How we showed the oceans could clean themselves boyan slat on the ocean cleanup
Early life

Boyan Slat was born on 27 July 1994 in Delft, The Netherlands. Slat has a history of doing engineering projects, building things since he was two years old. Notably, he set a Guinness World Record by launching 250 water rockets simultaneously at age 12. His father is an artist who currently resides in Istria County, Croatia.
The Ocean Cleanup

In 2013, 18 year old Slat founded the non-profit entity The Ocean Cleanup, of which he is now the CEO. The Ocean Cleanup's mission is to develop advanced technologies to rid the world’s oceans of plastic . After foundation, The Ocean Cleanup managed to raise $2.2 million through a crowdfunding campaign with the help of 38,000 donors from 160 countries.

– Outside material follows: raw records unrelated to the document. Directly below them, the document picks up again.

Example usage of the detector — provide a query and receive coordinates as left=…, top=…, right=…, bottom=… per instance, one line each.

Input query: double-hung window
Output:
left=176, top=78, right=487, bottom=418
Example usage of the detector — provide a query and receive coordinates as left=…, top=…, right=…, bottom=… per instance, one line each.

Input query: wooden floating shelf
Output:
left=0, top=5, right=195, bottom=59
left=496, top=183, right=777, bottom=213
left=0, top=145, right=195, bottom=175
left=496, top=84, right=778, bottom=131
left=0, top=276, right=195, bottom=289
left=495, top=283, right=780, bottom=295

Since The Ocean Cleanup started, the organization has raised $31.5 million USD in donations from entrepreneurs Europe in Silicon Valley, including Marc Benioff, CEO of Salesforce. By developing new designs, Boyan Slat estimates that half of the Great Pacific Garbage Patch will be gone within 5 years, at minimal costs. The project will start with one system in mid-2018 and progressively make use of additional systems until it achieves full-scale deployment by 2020.
Awards and recognition

In November 2014, Slat was awarded the Champions of the Earth award of the United Nations Environment Programme. HM King Harald of Norway awarded Boyan Slat the Young Entrepreneur Award in 2015. Forbes included Slat in their 2016 "30 under 30" list In 2016. Slat was selected as a Thiel Fellow, the program started in 2011 by venture capitalist and PayPal co-founder Peter Thiel. It gives $100,000 to entrepreneurs 22 years old and younger who have left or postponed college to work on their start-up. In February 2017, Reader's Digest appointed Boyan Slat European of the Year (Reader's Digest award).